オランダ人を俗っぽく言うと「小さいことには多少目をつぶって本筋を通す」という国民性と云えそうです。いい意味で相手を認め適度のコンセンサスを達成し社会をコントロールするシステムに根ざしているようです。拓殖大学国際学部元教授でオランダの社会制度の研究をされている長坂寿久先生のお話では、「オランダは水を管理し、制御することで国を作ってきた。この治水の歴史が、経済、社会、文化の基盤をなしている。オランダでは3分の2の人々が今でも水面下の土地に住んでいる。ということで、水と戦ったという歴史の国で、そのことから人間の手の及ばないことに折り合って生きてきたので、「折り合う伝統」と云いますか「よい意味でのコンセンサス社会」が出来、今日でもその伝統的な考え方で、ワークシェアリング、安楽死、麻薬、売春などの問題もオランダ的に乗り切っているようです。


オランダの花についても、このような良い意味でのコンセンサスがあることに、長坂先生のお話を伺っている時に気づきました。それはオランダの最高級の90センチの特級品のバラで、思い当たることがあったのですが、特級品のバラなのに、葉っぱが病気にやられていることが頻繁にあるのです。

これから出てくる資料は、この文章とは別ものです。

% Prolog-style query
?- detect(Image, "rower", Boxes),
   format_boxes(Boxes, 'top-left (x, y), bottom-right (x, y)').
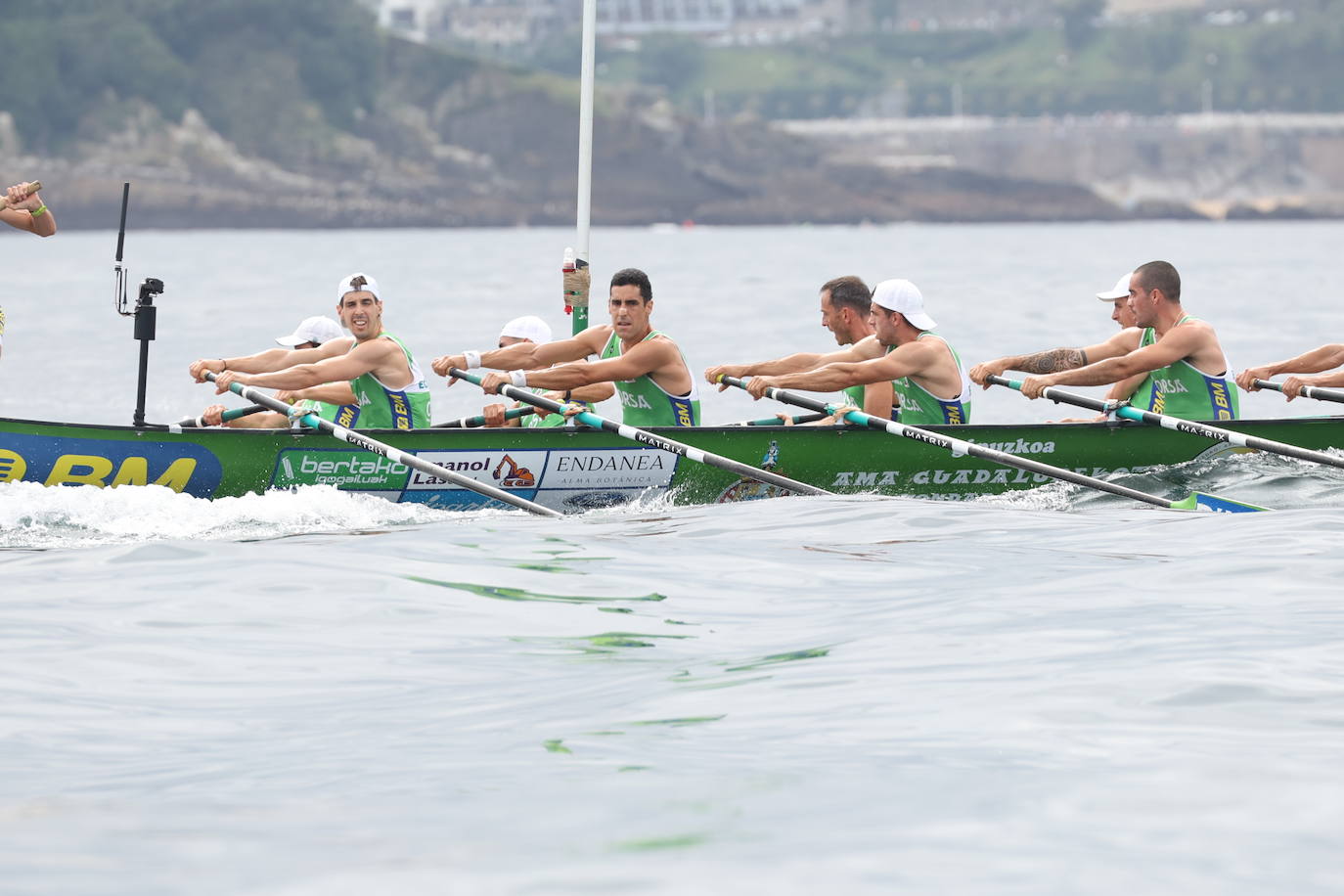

完璧主義で頭が堅く融通が利かない日本の世の中では、このような特級品は考えられないことです。日本の市場や一般の花屋さんの間では、病気の跡が葉にあるだけでB級品になってしまいます。

オランダでは天敵(生物農薬)を利用したヨーロッパ基準の低農薬栽培が行われているので、極端な消毒をしていないのです。一般に、バラは殺虫剤と殺菌剤を大量に使う花です。よく生産者の間では農薬のことはバラの生産者に聞けと言われています。多少葉が痛んでいても、確かに花自体は綺麗で問題が無いのですから、花という視点で言えば完全な特級品です。

葉に関しては、ヨーロッパのアレンジメントでは確かに色々な葉物を豊富に使いますので、そのメインの花の葉にこだわる必要がないのかもしれません。日本は生け花の伝統で同じ花の葉を大切に考える考え方が影響しているのか、そういう考え方の違いが、こんな所にもあらわれている訳です。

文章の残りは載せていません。